Index construction for search engines

Full contents and a list of my articles on search engine will be updated here.

In previous articles I talked about the work of the search engine here and came to a difficult technical point. Let me remind you that there are 2 types of indexes – direct and reverse. Direct – mapping document a list of words it encountered. Opposite – word is mapped to a list of documents in which it is. Logically, for a quick search of best suited opposite the index. Interesting question and in what order in the list of documents to be stored.

In the previous step from the DataFlow module, the indexer, we got a little piece of data in the form of direct index, the reference information and information about the pages.
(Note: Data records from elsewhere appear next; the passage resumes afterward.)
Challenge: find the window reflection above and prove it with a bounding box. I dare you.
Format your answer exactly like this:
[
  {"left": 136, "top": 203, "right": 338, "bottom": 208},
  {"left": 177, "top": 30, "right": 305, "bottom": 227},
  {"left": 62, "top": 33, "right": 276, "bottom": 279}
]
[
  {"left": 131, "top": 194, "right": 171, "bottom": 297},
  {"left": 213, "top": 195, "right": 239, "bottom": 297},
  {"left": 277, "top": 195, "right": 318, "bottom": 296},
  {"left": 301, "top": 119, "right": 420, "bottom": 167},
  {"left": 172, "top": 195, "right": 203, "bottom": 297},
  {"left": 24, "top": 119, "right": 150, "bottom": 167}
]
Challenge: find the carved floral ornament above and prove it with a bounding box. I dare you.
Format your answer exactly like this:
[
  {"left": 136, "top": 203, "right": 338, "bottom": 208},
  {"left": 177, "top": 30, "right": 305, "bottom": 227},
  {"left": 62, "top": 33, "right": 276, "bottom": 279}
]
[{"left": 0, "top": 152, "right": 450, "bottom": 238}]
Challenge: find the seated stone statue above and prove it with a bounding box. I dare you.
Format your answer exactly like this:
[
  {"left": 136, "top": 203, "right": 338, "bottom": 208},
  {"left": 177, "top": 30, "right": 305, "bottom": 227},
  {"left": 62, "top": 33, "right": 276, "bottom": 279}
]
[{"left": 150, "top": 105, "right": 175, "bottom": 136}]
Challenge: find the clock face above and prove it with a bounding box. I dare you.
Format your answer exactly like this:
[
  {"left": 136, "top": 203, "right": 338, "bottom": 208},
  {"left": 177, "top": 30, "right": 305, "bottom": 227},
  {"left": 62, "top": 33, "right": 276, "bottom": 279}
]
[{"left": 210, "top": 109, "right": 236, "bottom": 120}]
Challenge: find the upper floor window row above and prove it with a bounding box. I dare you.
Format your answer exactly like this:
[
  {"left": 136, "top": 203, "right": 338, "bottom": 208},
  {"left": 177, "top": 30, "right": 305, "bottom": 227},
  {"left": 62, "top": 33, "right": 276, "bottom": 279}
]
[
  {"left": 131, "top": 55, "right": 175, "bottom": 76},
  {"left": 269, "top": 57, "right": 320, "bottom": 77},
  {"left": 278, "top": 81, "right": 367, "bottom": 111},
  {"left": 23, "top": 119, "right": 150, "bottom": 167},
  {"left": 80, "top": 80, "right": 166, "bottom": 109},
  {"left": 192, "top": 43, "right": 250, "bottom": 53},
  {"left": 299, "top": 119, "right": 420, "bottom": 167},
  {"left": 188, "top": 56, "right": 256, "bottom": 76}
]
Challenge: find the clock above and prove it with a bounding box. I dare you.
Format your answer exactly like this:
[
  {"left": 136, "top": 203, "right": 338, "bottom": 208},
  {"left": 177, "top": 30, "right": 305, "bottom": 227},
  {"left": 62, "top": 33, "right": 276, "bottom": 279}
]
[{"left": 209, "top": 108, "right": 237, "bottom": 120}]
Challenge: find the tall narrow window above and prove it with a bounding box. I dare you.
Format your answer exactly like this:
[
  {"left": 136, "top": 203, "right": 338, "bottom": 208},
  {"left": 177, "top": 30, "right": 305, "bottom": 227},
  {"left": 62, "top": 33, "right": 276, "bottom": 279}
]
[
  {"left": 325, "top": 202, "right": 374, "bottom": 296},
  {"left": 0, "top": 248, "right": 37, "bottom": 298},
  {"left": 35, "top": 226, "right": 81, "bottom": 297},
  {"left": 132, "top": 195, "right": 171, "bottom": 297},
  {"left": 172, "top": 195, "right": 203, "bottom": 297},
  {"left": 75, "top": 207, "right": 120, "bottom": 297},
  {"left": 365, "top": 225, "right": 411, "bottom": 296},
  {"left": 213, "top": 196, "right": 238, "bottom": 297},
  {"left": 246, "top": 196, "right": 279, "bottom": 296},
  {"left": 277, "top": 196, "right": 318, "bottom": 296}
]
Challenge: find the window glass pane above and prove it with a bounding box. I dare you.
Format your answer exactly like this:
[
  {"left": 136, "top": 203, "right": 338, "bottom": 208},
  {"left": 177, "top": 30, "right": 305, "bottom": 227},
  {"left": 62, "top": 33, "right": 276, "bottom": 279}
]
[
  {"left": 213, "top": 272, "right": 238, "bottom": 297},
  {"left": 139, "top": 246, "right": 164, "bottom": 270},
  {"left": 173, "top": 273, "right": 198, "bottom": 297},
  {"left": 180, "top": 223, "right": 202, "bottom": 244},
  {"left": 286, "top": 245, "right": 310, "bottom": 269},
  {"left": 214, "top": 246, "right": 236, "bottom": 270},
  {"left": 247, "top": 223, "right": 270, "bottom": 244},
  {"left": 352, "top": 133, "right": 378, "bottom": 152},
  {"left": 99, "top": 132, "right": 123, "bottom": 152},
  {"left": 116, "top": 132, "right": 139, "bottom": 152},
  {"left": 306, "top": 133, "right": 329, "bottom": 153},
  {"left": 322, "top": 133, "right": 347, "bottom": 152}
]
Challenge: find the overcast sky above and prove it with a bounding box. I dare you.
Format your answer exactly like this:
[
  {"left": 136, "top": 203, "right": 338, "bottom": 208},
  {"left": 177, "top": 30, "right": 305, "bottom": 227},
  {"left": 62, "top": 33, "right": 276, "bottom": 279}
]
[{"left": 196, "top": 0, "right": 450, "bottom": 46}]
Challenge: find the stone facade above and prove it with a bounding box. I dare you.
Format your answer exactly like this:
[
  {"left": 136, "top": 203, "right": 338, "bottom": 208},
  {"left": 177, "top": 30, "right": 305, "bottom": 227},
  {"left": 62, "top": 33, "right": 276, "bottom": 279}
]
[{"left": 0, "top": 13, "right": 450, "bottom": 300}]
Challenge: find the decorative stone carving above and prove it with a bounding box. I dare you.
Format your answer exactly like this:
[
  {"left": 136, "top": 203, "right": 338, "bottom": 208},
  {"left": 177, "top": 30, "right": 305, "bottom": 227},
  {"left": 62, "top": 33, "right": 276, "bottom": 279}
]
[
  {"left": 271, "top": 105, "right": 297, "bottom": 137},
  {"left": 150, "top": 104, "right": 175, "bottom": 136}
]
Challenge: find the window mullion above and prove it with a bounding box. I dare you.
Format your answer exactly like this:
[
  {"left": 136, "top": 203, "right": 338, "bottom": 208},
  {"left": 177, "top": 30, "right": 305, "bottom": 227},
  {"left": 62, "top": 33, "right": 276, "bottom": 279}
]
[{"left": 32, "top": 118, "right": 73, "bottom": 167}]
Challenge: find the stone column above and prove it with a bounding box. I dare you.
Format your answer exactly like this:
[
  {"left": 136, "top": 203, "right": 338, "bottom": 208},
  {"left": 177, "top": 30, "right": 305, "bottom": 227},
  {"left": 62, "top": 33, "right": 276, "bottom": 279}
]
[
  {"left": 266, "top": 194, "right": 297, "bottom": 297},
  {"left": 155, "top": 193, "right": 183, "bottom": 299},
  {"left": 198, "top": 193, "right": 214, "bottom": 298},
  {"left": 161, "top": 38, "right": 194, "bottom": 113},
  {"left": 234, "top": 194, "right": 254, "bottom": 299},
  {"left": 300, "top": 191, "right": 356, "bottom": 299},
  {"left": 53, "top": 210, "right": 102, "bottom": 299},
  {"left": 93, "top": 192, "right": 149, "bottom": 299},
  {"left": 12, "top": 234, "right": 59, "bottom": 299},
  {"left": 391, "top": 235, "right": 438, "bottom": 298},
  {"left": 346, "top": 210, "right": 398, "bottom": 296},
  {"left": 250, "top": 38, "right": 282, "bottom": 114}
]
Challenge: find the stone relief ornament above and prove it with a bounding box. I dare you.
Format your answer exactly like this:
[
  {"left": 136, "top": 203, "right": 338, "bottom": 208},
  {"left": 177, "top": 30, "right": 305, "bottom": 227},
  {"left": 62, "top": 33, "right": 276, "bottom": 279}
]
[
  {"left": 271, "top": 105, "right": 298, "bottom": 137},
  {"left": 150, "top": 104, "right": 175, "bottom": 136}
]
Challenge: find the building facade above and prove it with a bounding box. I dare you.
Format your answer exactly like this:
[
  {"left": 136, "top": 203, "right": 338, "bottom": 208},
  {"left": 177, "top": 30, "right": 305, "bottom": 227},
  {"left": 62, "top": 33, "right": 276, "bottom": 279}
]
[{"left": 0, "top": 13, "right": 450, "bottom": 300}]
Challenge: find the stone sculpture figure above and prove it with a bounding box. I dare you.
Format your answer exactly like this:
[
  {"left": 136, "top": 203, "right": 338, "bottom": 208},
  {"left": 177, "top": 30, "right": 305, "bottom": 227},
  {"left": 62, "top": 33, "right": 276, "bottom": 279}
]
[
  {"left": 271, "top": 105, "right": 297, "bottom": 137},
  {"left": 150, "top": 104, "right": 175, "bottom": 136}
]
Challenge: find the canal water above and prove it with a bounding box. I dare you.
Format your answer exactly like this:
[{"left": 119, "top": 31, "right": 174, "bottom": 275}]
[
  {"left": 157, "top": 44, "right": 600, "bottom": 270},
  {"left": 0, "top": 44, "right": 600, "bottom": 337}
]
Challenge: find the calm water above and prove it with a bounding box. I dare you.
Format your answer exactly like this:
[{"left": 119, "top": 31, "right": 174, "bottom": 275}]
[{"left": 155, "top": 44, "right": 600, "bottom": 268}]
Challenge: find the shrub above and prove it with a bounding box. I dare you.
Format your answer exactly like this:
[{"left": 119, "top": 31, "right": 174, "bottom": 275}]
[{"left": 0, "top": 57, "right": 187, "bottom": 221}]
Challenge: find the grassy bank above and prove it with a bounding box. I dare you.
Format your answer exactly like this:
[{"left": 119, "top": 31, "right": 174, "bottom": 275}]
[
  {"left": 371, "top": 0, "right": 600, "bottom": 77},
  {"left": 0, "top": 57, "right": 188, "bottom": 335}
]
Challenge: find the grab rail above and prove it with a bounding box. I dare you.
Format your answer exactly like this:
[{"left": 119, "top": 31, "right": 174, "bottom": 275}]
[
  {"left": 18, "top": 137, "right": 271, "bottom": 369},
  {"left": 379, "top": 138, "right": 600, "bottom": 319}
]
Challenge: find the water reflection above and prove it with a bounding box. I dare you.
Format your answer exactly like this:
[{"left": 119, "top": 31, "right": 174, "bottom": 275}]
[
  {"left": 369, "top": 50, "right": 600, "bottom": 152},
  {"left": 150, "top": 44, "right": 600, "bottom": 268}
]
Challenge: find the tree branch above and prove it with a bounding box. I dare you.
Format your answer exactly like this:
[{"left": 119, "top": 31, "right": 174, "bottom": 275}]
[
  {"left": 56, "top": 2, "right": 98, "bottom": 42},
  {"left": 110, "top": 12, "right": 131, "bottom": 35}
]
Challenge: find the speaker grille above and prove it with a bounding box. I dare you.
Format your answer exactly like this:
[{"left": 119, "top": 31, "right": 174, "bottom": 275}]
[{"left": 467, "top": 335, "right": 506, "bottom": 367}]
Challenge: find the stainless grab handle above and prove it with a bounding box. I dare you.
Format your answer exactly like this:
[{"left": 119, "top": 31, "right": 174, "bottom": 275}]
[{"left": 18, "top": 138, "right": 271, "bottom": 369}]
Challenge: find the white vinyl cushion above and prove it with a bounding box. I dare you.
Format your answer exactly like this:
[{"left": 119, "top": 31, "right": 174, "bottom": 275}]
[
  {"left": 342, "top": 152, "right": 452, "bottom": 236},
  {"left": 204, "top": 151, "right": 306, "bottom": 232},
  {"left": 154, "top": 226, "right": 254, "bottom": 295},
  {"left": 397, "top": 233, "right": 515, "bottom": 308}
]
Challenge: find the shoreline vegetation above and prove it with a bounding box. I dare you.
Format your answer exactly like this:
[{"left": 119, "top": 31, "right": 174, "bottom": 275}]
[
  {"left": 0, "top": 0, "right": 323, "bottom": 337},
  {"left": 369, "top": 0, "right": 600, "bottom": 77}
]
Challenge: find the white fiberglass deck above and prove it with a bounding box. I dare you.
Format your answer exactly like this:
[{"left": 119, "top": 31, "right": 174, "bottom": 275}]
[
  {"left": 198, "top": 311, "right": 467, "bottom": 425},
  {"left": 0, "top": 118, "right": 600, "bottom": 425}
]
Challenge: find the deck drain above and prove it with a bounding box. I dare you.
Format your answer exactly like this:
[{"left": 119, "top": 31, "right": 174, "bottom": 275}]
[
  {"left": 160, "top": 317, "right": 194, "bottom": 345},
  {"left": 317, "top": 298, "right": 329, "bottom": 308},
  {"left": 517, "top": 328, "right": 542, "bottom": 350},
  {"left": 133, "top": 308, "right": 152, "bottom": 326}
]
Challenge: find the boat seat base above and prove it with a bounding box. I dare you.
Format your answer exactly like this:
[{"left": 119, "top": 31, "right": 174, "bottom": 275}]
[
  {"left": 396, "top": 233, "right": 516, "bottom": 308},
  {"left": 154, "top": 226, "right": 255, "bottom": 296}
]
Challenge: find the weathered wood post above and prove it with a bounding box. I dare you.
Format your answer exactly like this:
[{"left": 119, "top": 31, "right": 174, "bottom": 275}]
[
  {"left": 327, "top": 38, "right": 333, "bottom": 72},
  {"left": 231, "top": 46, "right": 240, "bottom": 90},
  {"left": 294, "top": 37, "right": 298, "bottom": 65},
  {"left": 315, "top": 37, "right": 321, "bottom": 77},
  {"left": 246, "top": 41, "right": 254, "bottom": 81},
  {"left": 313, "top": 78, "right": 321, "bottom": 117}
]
Usually I have it around 200-300mb and contains about 100 thousand pages. Eventually, I abandoned the strategy of storage of whole direct index, and store all of these pieces + full reverse index in several versions so you can revert back.

The device index to look at, simple – stored file, it is at the beginning of the address table start of the data for each word, then the actual data. I exaggerated. So it turns out the best for optimizing the speed of the format — no need to jump through the pages — wrote Brin and page — the 1 seek, 1 read. At each iteration of the rebuild, I use 20-50 pieces of information described above, it is clear to upload all the old ones in memory, I can not, especially since there is useful to store a bunch more overhead on the index.

To solve this, and many other problems associated with the limitations of FS, disk, parallel access to multiple lists of pages, I broke the index into 256 parts. In part I get a list of pages for words WORD_ID%256=I
Thus divide the index into approximately equal parts. In addition, all processing for the next iteration of the rebuild of the index is linked only within one part. I.e. from 20-50 pieces database 200-300 Mb should load only the data that is associated with words that fall into the processed part.

Total: do 256 repetitions of the same procedure:

    the
  1. read the desired data from the input pieces of the database, after downloading all the information about the words, pages and pages Url. In-memory sort, we lists the correct structure. Pack the old page and add her ID, HASH, and other data.
  2. the
  3. open the barrel (I called them so the pieces of index) return index "extreme version" to read. Open an empty barrel "new version" of the index for the entry.
  4. the
  5. To each word in order to merge 2 lists – one sorted built in memory, and the other to read and are already sorted in the file.
  6. the
  7. Closes appends all that is necessary, rejoice.


In practice of course it turned out that the list that is already stored in the "previous version" of the index is sorted when a new iteration only when no external information about the pages has not changed, and it's obviously not.

For while we have amassed the info for the index, could update the data on PR, metrics, pages, nature sites, and so on. And as a result will change the odds for sorting. Question do I need to sort the list by such parameters, is still open. It is rumored that Google sorts the pages in the list by PR, but obviously then you should be able to quickly discard the husk when searching – which is specially pumped up PR, but tematicheskie enough.

I use the combined ratio, constructed from General information about the word on the page (number of meetings; place of meetings – title, meta, links, text selection, format), metrics tematicheskie (yet they are developed I have very little), of PR, word-for-word from the PR (PR for each word I also have) and some others.

Moreover, it is clear that for high frequency queries, we really need to give God the first 1000-2000 results in a list, to be sure, we assume 262 thousand. Because all popular answers obviously hits them, and then they can start a ranking function which should sort it.

In General, if we can guarantee that the first N thousand pages in the list will be the best of the rest a couple of million, the problem is solved, and ensure it is quite simple heuristic methods. Then for a correct rebuild of each barrel:
    the
  1. remember what PR has changed dramatically in terms
  2. the
  3. will ship first N thousand from the list+a bit of residue on the criteria of PR, metrics, pages, and other heuristics
  4. there also will ship the input data, the desired portion of the words of the current barrel the

  5. only for the selected pages have been updated all the data to the correct, new – PR metrics
  6. the
  7. sort the hundreds of thousands of results, instead of a couple tens of millions and already in memory
  8. the
  9. write sorted, and the rest is just copied from the previous index and removing duplicates


And of course we need to have "update complete" when once a month-six months, for example, the index will rebuild all the simple direct algorithm

It is clear that even this amount of work in the application to 3 million medium used words and numbers is not easy, but compared to a full rebuild of winning significant: it is not necessary to sort on disk, no need to ship external metrics, PR, and other parameters – they, too, can't cache all in memory.

It's funny that the iterative method rebuild gives significantly better performance than the simplest construction of a reverse index from straight. Some search engines can certainly manage to do it fast enough on a fairly powerful hardware, but it's still not the best approach though, and the most correct. Just the number of long insertions in the reverse index brings all pluses to nothing, and I know the storage structures suffered either insertion speed or the speed of sequential reads.
Article based on information from habrahabr.ru

Комментарии

Популярные сообщения из этого блога

A little task — to bring a date

ODBC Firebird, Postgresql, executing queries in Powershell

garage48 for the first time in Kiev!